Given an input string (s) and a pattern (p), implement wildcard pattern matching with support for '?' and '*'.

'?' Matches any single character.
'*' Matches any sequence of characters (including the empty sequence).

The matching should cover the entire input string (not partial).

Note:

• s could be empty and contains only lowercase letters a-z.
• p could be empty and contains only lowercase letters a-z, and characters like ? or *.

Example 1:

Input:
s = "aa"
p = "a"
Output: false
Explanation: "a" does not match the entire string "aa".

Example 2:

Input:
s = "aa"
p = "*"
Output: true
Explanation: '*' matches any sequence.

Example 3:

Input:
s = "cb"
p = "?a"
Output: false
Explanation: '?' matches 'c', but the second letter is 'a', which does not match 'b'.

Example 4:

Input:
s = "adceb"
p = "*a*b"
Output: true
Explanation: The first '*' matches the empty sequence, while the second '*' matches the substring "dce".

Example 5:

Input:
s = "acdcb"
p = "a*c?b"
Output: false

Solutions:

class Solution {
public:
    bool isMatch(string s, string p) {
        int m = s.length();
        int n = p.length();

        vector<vector<bool>> dp(m + 1, vector<bool>(n + 1, false));

        dp[0][0] = true;

        for (int i = 0; i <= m; ++i) {
            for (int j = 0; j <= n; ++j) {
                if (i == 0 && j == 0)   continue;
                if (j == 0) continue;

                if (p[j - 1] == '*') {
                    dp[i][j] = dp[i][j-1];
                    if (i > 0) {
                        dp[i][j] = dp[i][j] || dp[i-1][j];
                    }
                } else if (i > 0 && (p[j - 1] == '?' || s[i-1] == p[j-1])) {
                    dp[i][j] = dp[i-1][j-1];
                }
            }
        }
        return dp[m][n];
    }
};

More concise DP

It is not necessary to separate the initialization process.

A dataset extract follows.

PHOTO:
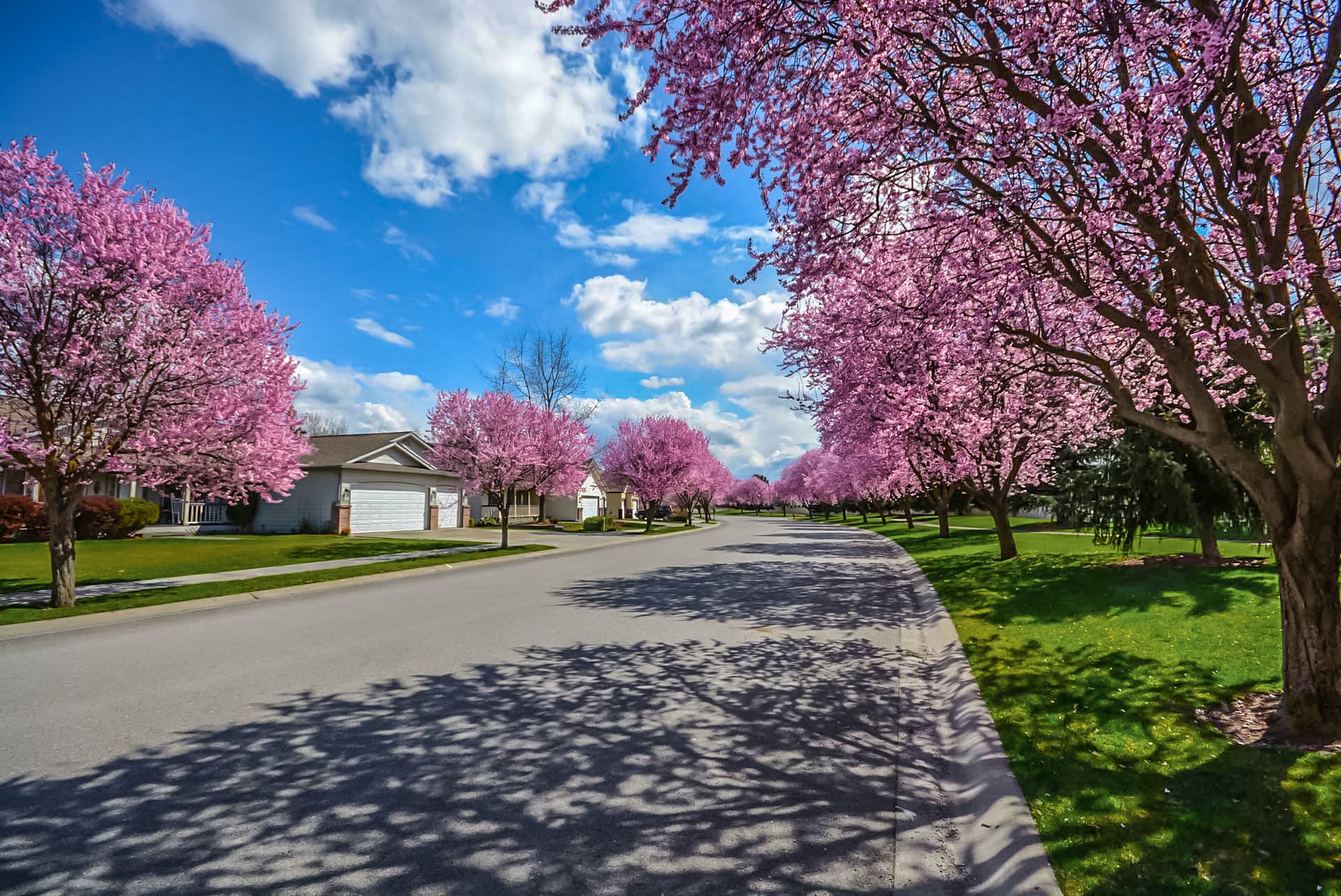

From [Grandyang] (https://www.cnblogs.com/grandyang/p/4461713.html)

class Solution {
public:
    bool isMatch(string s, string p) {
        int m = s.size(), n = p.size();
        vector<vector<bool>> dp(m + 1, vector<bool>(n + 1, false));
        dp[0][0] = true;
        for (int i = 0; i <= m; ++i) {
            for (int j = 1; j <= n; ++j) {
                if (j > 1 && p[j - 1] == '*') {
                    dp[i][j] = dp[i][j - 2] || (i > 0 && (s[i - 1] == p[j - 2] || p[j - 2] == '.') && dp[i - 1][j]);
                } else {
                    dp[i][j] = i > 0 && dp[i - 1][j - 1] && (s[i - 1] == p[j - 1] || p[j - 1] == '.');
                }
            }
        }
        return dp[m][n];
    }
};